Is my solution to a mathematics puzzle I created the most efficient solution there is to it?

Question

Here's a puzzle of mine that I created around 2 hours ago:

Let $f(x):=x^2$ and $g(x):=x-4$. Starting with x=0, what is the least amount of times you need to apply the functions $f$ and $g$ so that at some point, the output is $1024$?

Restrictions

Negative numbers less than $-8$ are not allowed.

I wanted to try my hand at getting the most efficient solution to this, so here is my most efficient attempt so far (my second attempt, first attempt used up a total of 60 functions):

Total functions: 14$$f(g(g(g(g(g(g(g(g(f(g(g(f(g(0))))))))))))))$$

1. Apply $g(x)$ and then $f(x)$ to get $16$ (total of $2$ functions right now)
2. Apply $g(x)$ twice to get $8$ and then apply $f(x)$ to get $64$ (total of $5$ functions right now)
3. Apply $g(x)$ a total of $8$ times to get $32$ and then apply $f(x)$ to get $1024$ (total of $14$ functions)

However, my question is: Is this truly the most efficient solution to my puzzle, or can YOU find a solution that is more efficient?

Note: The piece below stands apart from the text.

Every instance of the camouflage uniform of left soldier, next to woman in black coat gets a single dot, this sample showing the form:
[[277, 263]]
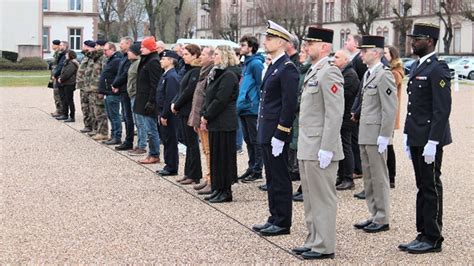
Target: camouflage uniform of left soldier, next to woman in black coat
[[80, 84]]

_{unsure if I need more tags or not or if tags need to be changed/removed}

_{Of course I know the most efficient solution, I'm just seeing if you can find it :)}

Answer 1

Let's see what an optimal path would look like. For starters,

Our number will always be a multiple of $4$. If the result of the last $f$ is greater than $1024$, it's at least $36^2=1296$, and we'll save many, many applications by reducing the argument of the last $f$ to $32$ instead of reducing its output to $1024$. (It can't be $-32$, because that's forbidden.)
The result of the f prior to that has to be the square of another multiple of $4$. $16$ is too small, so the same argument tells us that the second-last $f$ must output $64$. Your path used $f(8)$, but $f(-8)$ is allowed, and this is where the reduction lies.
$f(g^8) fgg(0) = 1024$ in $12$ applications.